With the end of the year approaching, it’s an ideal moment to review your 401(k) plans, implement any required changes, and focus on ways to keep costs down. Plan sponsors have a fiduciary duty to safeguard employees’ retirement accounts and a periodic review of your plans is a vital, required, and revealing exercise.
This is the time to benchmark all service providers, investments, and plan costs. Service providers should be monitored through an RFP process — ideally every three to five years — to ensure that the services received and fees paid are reasonable and meet the needs of the plan. You may find that the plan fees are not appropriate for the size of the plan’s assets.

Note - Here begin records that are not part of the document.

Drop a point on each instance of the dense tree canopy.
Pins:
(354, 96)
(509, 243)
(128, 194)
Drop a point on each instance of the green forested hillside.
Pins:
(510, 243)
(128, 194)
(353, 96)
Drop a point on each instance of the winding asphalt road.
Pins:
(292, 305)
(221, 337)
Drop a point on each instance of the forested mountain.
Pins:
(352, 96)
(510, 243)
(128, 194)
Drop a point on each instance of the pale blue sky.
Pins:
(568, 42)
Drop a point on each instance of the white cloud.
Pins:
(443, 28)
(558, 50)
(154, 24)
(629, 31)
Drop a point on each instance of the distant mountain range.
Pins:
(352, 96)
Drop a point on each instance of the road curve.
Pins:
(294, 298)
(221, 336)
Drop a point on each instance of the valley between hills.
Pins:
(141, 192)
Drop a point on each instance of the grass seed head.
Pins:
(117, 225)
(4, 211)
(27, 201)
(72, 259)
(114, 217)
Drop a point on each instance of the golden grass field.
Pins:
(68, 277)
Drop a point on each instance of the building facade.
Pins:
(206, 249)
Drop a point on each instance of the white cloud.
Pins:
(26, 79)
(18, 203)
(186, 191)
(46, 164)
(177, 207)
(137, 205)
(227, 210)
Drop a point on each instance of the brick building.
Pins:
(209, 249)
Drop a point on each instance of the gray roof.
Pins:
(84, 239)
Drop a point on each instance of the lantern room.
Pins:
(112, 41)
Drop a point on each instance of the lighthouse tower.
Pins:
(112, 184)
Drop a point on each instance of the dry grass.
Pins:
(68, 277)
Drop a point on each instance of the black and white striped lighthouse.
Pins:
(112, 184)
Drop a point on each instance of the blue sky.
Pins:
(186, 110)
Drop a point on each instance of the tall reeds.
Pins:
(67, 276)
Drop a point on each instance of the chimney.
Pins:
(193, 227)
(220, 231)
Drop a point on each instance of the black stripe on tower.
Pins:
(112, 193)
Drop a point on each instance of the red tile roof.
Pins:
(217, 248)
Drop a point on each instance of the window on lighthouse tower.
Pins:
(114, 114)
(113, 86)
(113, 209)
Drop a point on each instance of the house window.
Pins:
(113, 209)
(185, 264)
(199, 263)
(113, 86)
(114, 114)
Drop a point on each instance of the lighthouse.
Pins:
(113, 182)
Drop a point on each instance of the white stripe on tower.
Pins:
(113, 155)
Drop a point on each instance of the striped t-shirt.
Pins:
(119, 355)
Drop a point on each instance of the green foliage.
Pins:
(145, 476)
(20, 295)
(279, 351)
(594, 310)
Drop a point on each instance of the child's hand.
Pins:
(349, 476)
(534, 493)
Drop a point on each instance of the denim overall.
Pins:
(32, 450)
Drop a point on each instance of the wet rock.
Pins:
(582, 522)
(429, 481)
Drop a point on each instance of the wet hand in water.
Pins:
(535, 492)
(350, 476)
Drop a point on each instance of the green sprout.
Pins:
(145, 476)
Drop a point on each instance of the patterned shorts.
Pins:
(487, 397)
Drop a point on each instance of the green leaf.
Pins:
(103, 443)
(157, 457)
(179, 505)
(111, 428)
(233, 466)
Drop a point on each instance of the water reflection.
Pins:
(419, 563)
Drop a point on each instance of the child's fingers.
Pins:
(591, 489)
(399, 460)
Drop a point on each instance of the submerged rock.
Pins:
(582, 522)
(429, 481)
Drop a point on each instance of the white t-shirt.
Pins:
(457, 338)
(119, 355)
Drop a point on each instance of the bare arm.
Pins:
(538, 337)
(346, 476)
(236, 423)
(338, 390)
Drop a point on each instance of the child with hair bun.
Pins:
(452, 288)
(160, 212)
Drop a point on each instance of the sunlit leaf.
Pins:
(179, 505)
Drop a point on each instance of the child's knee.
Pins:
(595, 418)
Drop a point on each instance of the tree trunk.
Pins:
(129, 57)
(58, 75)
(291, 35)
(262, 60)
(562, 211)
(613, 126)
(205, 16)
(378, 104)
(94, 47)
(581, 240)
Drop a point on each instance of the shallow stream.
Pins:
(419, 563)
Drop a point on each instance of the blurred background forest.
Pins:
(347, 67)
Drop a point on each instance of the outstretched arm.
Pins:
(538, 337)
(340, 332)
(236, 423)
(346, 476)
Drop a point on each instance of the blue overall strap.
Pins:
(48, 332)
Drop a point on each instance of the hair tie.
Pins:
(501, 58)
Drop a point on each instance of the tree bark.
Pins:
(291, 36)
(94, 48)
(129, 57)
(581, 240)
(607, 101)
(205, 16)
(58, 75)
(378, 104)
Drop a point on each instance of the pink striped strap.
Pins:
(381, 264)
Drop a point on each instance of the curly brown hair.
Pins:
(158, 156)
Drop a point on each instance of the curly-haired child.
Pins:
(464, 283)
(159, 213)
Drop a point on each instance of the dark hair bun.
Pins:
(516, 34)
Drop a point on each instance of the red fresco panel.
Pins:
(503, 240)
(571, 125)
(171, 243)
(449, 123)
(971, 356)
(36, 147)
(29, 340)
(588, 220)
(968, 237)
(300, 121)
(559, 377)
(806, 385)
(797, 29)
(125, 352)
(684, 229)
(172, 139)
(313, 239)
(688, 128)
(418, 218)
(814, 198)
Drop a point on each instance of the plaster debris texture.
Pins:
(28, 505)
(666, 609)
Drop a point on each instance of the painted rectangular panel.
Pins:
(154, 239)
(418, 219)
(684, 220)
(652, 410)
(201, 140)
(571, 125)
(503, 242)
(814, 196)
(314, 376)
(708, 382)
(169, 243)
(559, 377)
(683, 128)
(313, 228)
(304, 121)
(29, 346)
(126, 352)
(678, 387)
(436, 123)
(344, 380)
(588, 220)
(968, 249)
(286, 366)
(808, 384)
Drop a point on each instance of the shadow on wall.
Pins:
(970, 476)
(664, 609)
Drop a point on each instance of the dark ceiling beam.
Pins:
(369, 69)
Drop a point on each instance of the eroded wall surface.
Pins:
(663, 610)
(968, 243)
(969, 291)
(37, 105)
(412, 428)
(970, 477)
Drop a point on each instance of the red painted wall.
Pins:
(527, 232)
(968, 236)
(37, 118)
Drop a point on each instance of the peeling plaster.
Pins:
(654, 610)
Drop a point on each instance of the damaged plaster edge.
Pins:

Obtaining an independent review of the proper allocation of investment options for the employees as well as fees can be very valuable and imperative to comply with your fiduciary duties. JoanAnn Natola, Co-Managing Partner of Element Financial Group notes, “Plan investment options should be benchmarked at least on an annual basis against performance, overall objectives, and the goals of the plan as outlined in the Investment Policy Statements.” Natola adds that options that are not meeting those standards should be removed. “The Department of Labor (DOL) has made it clear that plan investment operations will not be evaluated by performance results, but by the processes they employ in achieving those results,” says Natola.

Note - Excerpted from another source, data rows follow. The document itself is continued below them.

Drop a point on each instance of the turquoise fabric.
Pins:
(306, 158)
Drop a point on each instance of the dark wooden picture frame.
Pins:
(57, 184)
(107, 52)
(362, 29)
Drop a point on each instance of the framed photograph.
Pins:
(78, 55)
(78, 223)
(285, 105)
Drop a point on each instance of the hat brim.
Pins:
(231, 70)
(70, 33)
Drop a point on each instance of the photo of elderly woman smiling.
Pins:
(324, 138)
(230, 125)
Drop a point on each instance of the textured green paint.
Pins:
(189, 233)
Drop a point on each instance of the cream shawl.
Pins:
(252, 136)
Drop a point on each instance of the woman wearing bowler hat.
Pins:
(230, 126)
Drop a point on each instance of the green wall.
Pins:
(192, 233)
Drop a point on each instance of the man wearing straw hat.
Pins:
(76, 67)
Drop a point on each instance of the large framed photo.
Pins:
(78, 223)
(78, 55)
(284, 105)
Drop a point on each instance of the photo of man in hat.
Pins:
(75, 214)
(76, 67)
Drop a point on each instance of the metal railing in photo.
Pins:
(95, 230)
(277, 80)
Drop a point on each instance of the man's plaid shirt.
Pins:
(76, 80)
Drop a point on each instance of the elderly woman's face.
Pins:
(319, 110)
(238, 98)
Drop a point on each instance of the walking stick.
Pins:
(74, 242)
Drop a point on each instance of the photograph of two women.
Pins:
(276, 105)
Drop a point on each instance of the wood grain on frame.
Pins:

A rebounding economy can impact your plan in a number of ways. If the firm hired new employees during the year, determine the number of participant’s changes that were made. You may find that the plan is required to be audited if it has reached certain thresholds — even if that threshold is exceeded by one participant. Also, if the firm decides to match employee contributions, you will need to gauge if the match is in compliance with the plan document. You may have to satisfy a number of questions. Does the match have to be funded monthly or annually at the end of the year? Have employees been properly notified of the employer match?
It is prudent to make sure that you know where all records are stored. Should the DOL need to review any of your records, you want to be positioned to find them easily and promptly. For the sake of security and efficiency, more than one responsible person should know where the records are maintained.